9/20に、ボストンで開催された元大統領候補のマイケル・デュカキス氏が主催するボストングローバルフォーラムに出席し、AIと倫理に関する発言させていただいた。私が現時点で最も重要だと認識しているのは、AIリテラシーでの格差を作らず、全国民の識字率を上げるのと同じぐらいの重みで、AIを全員に理解させることである。

実は、下記の記事のように、いろいろなところでテクノロジーと倫理に関わる動きが盛んになってきた。

https://wired.jp/2018/09/30/ethical-os/

  この記事で紹介されているEthical OSの資料を見たが、全体には現実を踏まえた議論がされている。今後のネガティブな可能性としての、間違った情報の拡散、格差、アルゴリズムバイアス、犯罪予防、データの貨幣化、監視社会などが想定されている。

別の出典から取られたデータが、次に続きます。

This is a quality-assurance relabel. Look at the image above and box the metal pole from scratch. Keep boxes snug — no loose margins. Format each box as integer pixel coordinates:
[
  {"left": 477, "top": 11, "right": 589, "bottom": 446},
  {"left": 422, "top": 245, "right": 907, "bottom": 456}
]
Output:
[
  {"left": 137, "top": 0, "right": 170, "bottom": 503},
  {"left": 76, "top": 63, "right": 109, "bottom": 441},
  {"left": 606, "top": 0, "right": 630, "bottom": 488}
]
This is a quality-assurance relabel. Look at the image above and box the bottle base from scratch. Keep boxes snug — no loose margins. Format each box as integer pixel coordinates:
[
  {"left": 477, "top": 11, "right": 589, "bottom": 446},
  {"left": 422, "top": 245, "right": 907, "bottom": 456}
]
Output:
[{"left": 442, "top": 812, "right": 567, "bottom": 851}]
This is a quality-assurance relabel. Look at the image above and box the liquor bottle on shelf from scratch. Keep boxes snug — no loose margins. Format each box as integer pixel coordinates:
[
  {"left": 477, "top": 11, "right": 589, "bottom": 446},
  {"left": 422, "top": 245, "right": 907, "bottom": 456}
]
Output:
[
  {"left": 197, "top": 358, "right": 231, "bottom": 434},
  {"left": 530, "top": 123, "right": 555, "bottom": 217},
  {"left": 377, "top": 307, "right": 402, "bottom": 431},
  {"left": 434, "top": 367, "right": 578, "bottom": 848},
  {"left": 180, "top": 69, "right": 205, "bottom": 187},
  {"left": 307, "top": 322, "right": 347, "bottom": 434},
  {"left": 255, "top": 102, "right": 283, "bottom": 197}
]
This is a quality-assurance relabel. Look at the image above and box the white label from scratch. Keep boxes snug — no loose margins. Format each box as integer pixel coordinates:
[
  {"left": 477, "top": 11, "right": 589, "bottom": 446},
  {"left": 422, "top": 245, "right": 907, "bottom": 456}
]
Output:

 倫理は大変重要である。テクノロジーを開発する人、応用する人、使う人、使わない人、それぞれに倫理的なレベルを高める必要があるのは当然だ。

 ただし、日本では倫理の議論の出口を、法的規制にする議論が多い。ルールに頼りたいのである。これには大きな問題がある。

 なぜか。ルールは万能ではないことである。それどころか、ルールにもテクノロジーと同じぐらい倫理問題がある。ルールの誤った使用によって、間違った印象操作ができ、格差が生まれ、判断にバイアスを生じ、不適切な人を犯人にし、監視社会にする可能性がある。

 ルールが倫理的で、テクノロジーは倫理的に危ない、という世界観は大変偏ったものである。バランスのある議論が重要だ。